Holmes tomó de la mesa una tarjeta bastante sucia.

—Josiah Amberley. Dice haber sido el socio más joven de Brickfall & Amberley, fabricantes de materiales artísticos. Habrá visto usted esa marca en las cajas de pinturas. Reunió unos pocos ahorros, se retiró del negocio a los sesenta y un años, compró una casa en Lewisham y se estableció allí para descansar de una vida de incesante ajetreo. Se podría pensar que su futuro estaba razonablemente asegurado.

—Pues sí, en efecto.

Holmes echó un vistazo a unas notas que había garabateado al dorso de un sobre.

—Se retiró en 1896, Watson. A principios de 1897 se casó con una mujer veinte años más joven que él... y bastante guapa, si la fotografía no miente. Una buena renta, una esposa, una vida de ocio..., parecía que ante él se extendía un camino de rosas. Y sin embargo, a los dos años lo tenemos como ha visto usted: convertido en la criatura más hundida y desgraciada que se arrastra sobre la faz de la tierra.

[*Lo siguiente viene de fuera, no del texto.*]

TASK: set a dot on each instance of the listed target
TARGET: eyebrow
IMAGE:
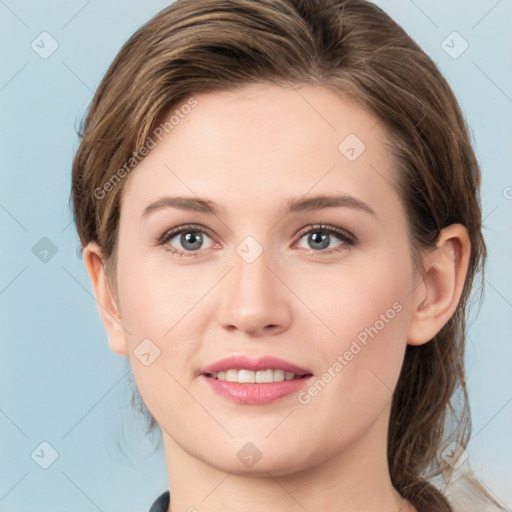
(294, 205)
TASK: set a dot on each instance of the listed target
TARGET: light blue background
(60, 382)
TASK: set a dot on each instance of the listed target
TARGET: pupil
(319, 238)
(194, 239)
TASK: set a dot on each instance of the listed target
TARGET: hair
(353, 48)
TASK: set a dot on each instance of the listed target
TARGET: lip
(247, 363)
(255, 393)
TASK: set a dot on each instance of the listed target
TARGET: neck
(354, 479)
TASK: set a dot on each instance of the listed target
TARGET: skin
(250, 151)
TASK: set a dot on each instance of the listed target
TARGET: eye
(321, 237)
(186, 239)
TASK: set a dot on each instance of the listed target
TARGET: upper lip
(247, 363)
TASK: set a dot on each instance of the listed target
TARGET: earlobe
(105, 299)
(436, 300)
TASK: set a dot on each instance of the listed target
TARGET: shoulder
(161, 504)
(465, 494)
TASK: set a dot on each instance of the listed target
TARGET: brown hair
(354, 48)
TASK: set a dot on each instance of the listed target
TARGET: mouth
(255, 381)
(243, 376)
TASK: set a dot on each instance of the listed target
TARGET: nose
(254, 300)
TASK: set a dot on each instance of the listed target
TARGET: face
(287, 241)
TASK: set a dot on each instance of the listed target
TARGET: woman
(278, 206)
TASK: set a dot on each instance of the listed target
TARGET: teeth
(250, 377)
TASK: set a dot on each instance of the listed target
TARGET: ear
(436, 299)
(105, 299)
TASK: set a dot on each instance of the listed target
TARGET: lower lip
(255, 394)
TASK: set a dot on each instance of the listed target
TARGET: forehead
(261, 143)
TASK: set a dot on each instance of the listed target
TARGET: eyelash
(347, 239)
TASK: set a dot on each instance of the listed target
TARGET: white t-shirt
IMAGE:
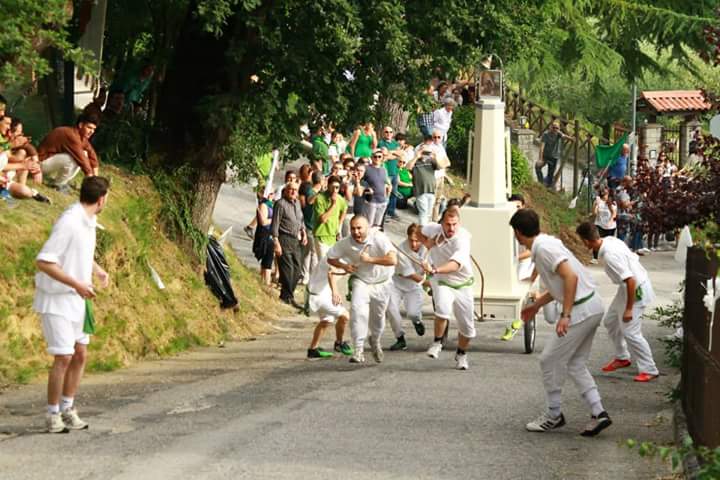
(72, 246)
(376, 245)
(621, 263)
(605, 215)
(319, 284)
(446, 249)
(442, 119)
(406, 267)
(547, 254)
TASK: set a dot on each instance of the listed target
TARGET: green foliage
(29, 27)
(709, 458)
(177, 197)
(670, 317)
(521, 174)
(123, 142)
(457, 143)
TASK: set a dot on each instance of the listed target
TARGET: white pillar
(487, 181)
(488, 215)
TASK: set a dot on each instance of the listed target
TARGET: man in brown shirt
(67, 150)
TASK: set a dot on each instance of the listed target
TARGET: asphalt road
(257, 409)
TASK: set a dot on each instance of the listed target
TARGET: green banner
(606, 155)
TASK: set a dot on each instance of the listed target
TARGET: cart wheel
(529, 335)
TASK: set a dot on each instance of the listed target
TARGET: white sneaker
(378, 354)
(434, 350)
(55, 424)
(357, 357)
(461, 362)
(545, 423)
(73, 422)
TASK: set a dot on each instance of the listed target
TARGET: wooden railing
(580, 148)
(700, 380)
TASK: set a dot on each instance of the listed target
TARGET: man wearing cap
(379, 188)
(442, 118)
(550, 149)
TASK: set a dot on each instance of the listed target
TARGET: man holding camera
(423, 168)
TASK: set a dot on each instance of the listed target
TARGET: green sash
(583, 300)
(458, 286)
(89, 324)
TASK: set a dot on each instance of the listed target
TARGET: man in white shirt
(451, 281)
(324, 299)
(442, 118)
(63, 285)
(634, 293)
(407, 287)
(369, 258)
(571, 285)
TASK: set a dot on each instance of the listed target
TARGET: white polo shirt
(319, 284)
(621, 263)
(72, 246)
(376, 245)
(442, 119)
(548, 253)
(407, 267)
(446, 249)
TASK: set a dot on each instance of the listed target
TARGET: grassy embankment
(135, 319)
(552, 207)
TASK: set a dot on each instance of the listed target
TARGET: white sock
(592, 398)
(67, 403)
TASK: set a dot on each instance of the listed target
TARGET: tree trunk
(207, 188)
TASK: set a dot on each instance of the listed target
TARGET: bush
(457, 147)
(521, 174)
(457, 144)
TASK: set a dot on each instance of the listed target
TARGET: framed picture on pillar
(489, 84)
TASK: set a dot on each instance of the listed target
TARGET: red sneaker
(615, 364)
(644, 377)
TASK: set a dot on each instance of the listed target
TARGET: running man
(634, 293)
(451, 282)
(407, 287)
(565, 354)
(324, 299)
(524, 264)
(369, 258)
(63, 284)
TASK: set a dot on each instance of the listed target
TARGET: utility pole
(633, 144)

—Pero ¿qué le ha ocurrido?

—La historia de siempre, Watson. Un amigo desleal y una mujer veleidosa. Parece ser que Amberley no tiene más que una afición en la vida, y es el ajedrez. En Lewisham, no muy lejos de su casa, vive un médico joven que también juega al ajedrez. Tengo aquí apuntado su nombre: doctor Ray Ernest. Ernest acudía con frecuencia a su casa, y la consecuencia natural fue que surgiera cierta intimidad entre él y la señora Amberley, porque tendrá usted que reconocer que nuestro desdichado cliente no es muy agraciado por fuera, por grandes que puedan ser sus virtudes internas. La pareja se fugó la semana pasada, con destino desconocido. Y lo que es más: la esposa infiel se llevó, a modo de equipaje personal, la caja de caudales del viejo, con buena parte de sus ahorros en el interior. ¿Podemos encontrar a la esposa? ¿Podemos recuperar el dinero? El problema, por ahora, no puede ser más vulgar, pero para Josiah Amberley tiene una importancia vital.

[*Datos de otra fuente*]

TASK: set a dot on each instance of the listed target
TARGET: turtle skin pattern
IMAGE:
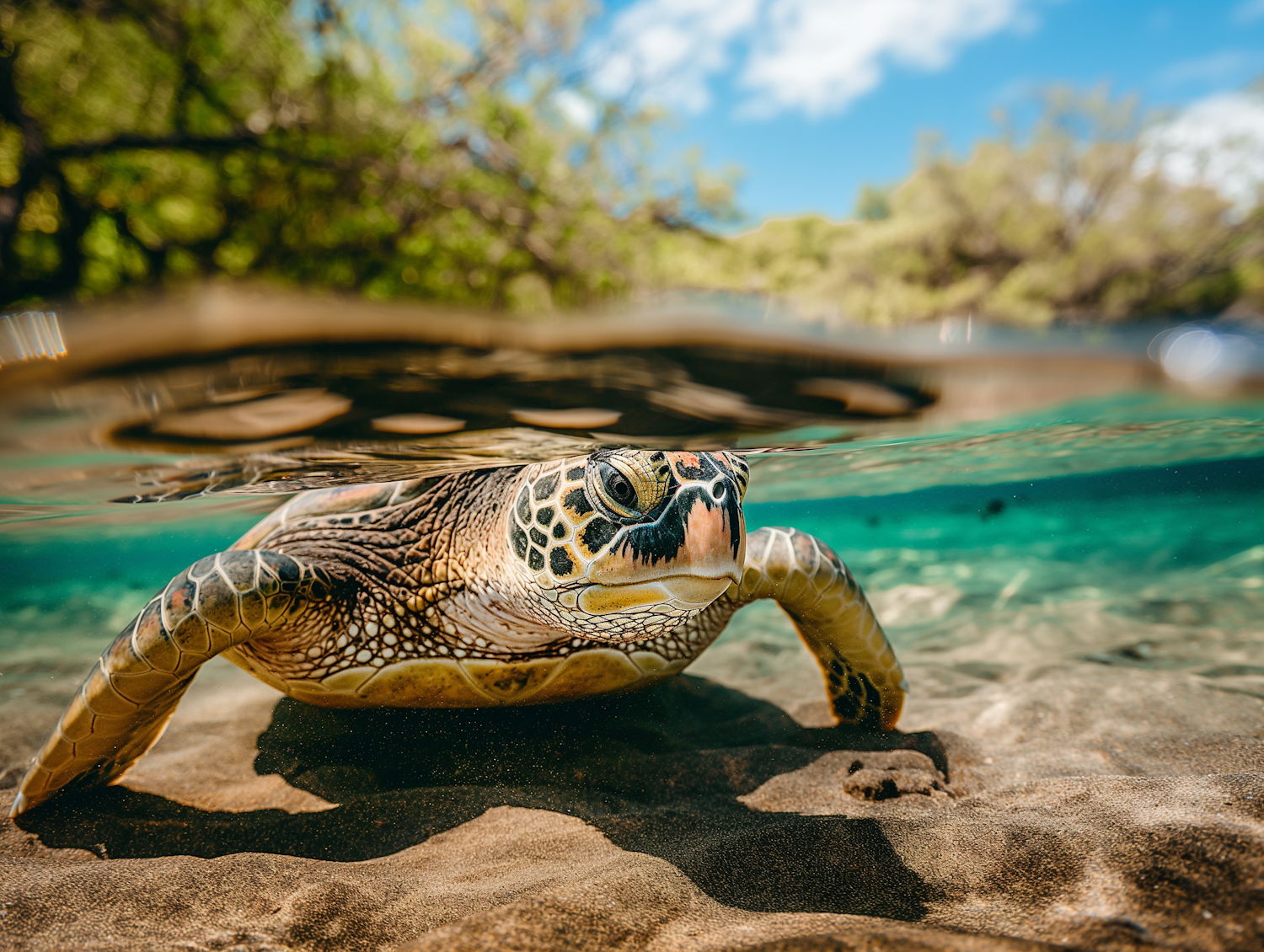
(516, 586)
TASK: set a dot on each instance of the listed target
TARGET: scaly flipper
(123, 707)
(862, 677)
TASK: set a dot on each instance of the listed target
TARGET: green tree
(1063, 224)
(396, 149)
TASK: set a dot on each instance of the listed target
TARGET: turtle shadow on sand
(657, 772)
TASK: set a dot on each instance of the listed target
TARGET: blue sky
(814, 98)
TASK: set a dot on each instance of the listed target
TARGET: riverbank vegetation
(450, 152)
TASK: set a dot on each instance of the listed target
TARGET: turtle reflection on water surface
(517, 586)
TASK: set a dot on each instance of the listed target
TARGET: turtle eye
(619, 487)
(624, 487)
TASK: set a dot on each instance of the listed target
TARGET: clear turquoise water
(1102, 555)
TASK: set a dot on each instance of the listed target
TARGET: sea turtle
(516, 586)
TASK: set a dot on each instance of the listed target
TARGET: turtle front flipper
(834, 620)
(123, 707)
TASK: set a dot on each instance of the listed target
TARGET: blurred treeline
(1072, 220)
(449, 151)
(397, 149)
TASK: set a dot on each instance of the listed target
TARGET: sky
(811, 99)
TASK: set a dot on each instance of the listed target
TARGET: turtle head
(624, 545)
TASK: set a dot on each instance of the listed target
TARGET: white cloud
(814, 56)
(1249, 10)
(1218, 142)
(667, 50)
(576, 108)
(821, 55)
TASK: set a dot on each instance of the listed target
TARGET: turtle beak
(699, 535)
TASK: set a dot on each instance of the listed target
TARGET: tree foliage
(1067, 222)
(412, 149)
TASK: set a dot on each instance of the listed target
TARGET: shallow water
(1077, 521)
(1122, 527)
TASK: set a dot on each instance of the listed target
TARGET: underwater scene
(1062, 540)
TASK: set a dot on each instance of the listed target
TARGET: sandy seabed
(1063, 777)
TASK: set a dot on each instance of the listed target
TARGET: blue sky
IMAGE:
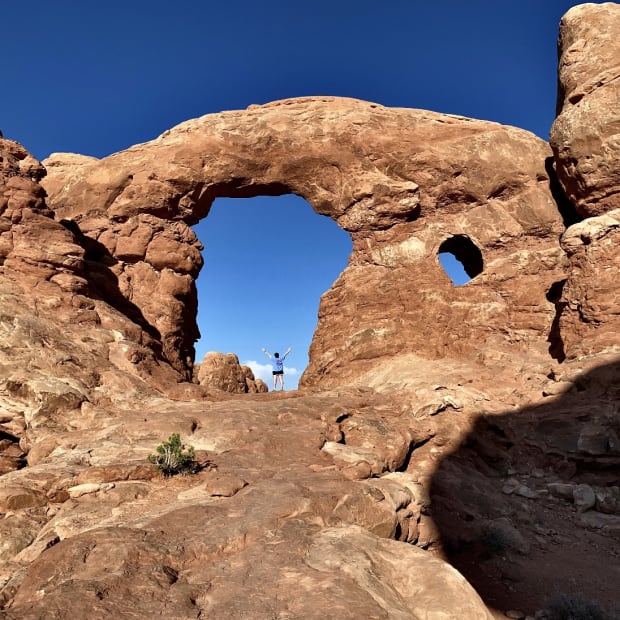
(95, 78)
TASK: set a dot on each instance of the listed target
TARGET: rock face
(222, 371)
(584, 136)
(474, 427)
(401, 182)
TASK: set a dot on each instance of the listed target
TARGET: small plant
(173, 457)
(575, 607)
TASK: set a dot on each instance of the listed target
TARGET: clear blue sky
(97, 77)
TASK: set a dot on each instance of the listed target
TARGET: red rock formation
(462, 419)
(222, 371)
(402, 182)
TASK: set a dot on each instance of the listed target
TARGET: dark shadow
(556, 344)
(504, 500)
(565, 206)
(466, 252)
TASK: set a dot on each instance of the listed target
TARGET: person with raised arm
(278, 367)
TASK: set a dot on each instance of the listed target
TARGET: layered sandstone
(401, 182)
(222, 371)
(474, 427)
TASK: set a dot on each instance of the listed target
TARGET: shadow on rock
(528, 506)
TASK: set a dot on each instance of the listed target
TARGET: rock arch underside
(434, 423)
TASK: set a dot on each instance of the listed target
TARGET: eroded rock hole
(460, 258)
(267, 261)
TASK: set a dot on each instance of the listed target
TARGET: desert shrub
(173, 457)
(575, 607)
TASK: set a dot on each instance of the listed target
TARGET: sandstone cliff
(474, 427)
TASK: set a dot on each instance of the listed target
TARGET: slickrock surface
(454, 452)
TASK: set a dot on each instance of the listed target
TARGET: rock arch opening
(267, 261)
(460, 258)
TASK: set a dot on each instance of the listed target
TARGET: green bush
(173, 457)
(575, 607)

—¿Y qué va usted a hacer al respecto?

—Querido Watson, resulta que la pregunta correcta es ¿qué va a hacer usted?... si es que tiene la bondad de suplirme. Ya sabe que estoy muy ocupado con este caso de los dos patriarcas coptos, que espero resolver hoy. La verdad es que no tengo tiempo para ir a Lewisham, y, sin embargo, es importante buscar pistas en el lugar de los hechos. El viejo insistió mucho en que fuera yo, pero yo le expliqué que me resultaba imposible y está dispuesto a aceptar a un representante mío.